Spam Declined, Trust-Based Malware Increased in 2010: Cisco Survey

 
 
By Fahmida Y. Rashid  |  Posted 2011-01-21 Email Print this article Print
 
 
 
 
 
 
 

While spam declined dramatically in 2010, social networking threats, identity-theft scams and phishing campaigns increased in sophistication and complexity, according to Cisco's Annual Review.

Spam volumes decreased dramatically even as users fell for increasingly sophisticated social-engineering scams in 2010, according to Cisco's Annual Security Report, released Jan. 20.

Last year will be known as the "year the tide turned" for spam, Henry Stern, Cisco senior security researcher, told eWEEK. Despite increases in several developed countries, such as the United Kingdom, Spain, Germany and France, global spam volume actually dropped in 2010.

Spam volume in the United States was almost unchanged, but the United Kingdom saw almost a 115 percent increase, according to the report. In contrast, Brazil, China and Turkey, countries with some of the highest spam volumes in 2009, saw significant declines. Turkey dramatically slashed spam volume by almost 95 percent, and Brazilian ISPs reduced their spam by nearly half by restricting access to Port 25, according to the report.

"It was the first year ever in the history of spam that global volumes declined," and there were a number of factors that contributed to the drop, said Stern. The increasing success of law enforcement in shutting down cyber-crime gangs, such as the joint effort between the U.S. and U.K. authorities to arrest a criminal operation using the Zeus Trojan, meant there were fewer botnets operating, Stern said.

The closure of spam network Spamit in October also reduced the amount of fake pharmaceutical spam, said Stern. Security vendors are also becoming more proactive and aggressive about auto-updating their products with the latest spam filters so spam was being blocked more effectively, Stern said. Users may not notice the global decline because the security products have been so effective in keeping spam out of the inbox, he said.

However, there were still plenty of areas of concern in 2010, Stern said. Cyber-criminals increasingly turned to new types of malware that exploited people's trust, tricking users into handing over login and password information. Users also clicked on infected links in e-mail messages with hacked e-mail addresses that make them look like they are safe because it's from a friend. Criminals are also hacking trusted sites to trick users into downloading malware, according to the report.

"Miscreants are continuing to find new and creative ways to exploit network, system and even human vulnerabilities to steal information or do damage," said John N. Stewart, vice president and chief security officer at Cisco.

Criminals also spent more time figuring out how to steal identities in 2010, according to the report. Some tactics included hacking into e-mail accounts to send out "trusted" messages, hijacking Facebook and Twitter accounts to send out malicious links and convincing users to download applications on social networks like Facebook to see something exciting or interesting.
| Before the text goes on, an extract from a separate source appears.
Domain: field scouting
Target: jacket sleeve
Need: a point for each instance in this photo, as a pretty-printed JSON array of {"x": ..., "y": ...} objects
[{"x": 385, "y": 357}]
This tactic is likely to increase in 2011, the report concluded.

"Road-tested" techniques, such as scareware, click fraud and spyware remained "cash cows" for cyber-criminals in 2010 and would continue to be so in 2011, according to the report. Cyber-criminals will continue to invest in phishing scams as well as malware kits, like the Zeus Trojan, the researchers found.

In addition it appears that in 2011, cyber-criminals will expand their money-laundering operations using so-called "mules" to transport money from one country to another, said Stern. While many money mules are part of the criminal enterprise, a growing number of them are scammed by clicking on spam or responding to work-from-home job advertisements, the report found. While money mules often are asked to just move funds from various bank accounts, there are a growing number of re-shipping scams, where criminals used stolen credit card numbers to legally purchase merchandise, which they resold to others, said the researchers.

In what may be good news for Microsoft, if not for anyone else, cyber-criminals may be turning to other platforms to exploit and make money because the improved security in Windows 7 makes it "tougher" to "infiltrate" networks and applications and files, according to the report. "Having reached the Windows vulnerability -tipping point,' they have moved on," to other operating systems, services and mobile devices, the security team wrote in the report. Scams in 2010 targeted select groups of mobile users, such as customers of a specific bank or specific smartphone applications, the report found.

With the increasing trend of enterprises using mobile devices, there are "even more opportunities for intrusions and theft," Cisco wrote.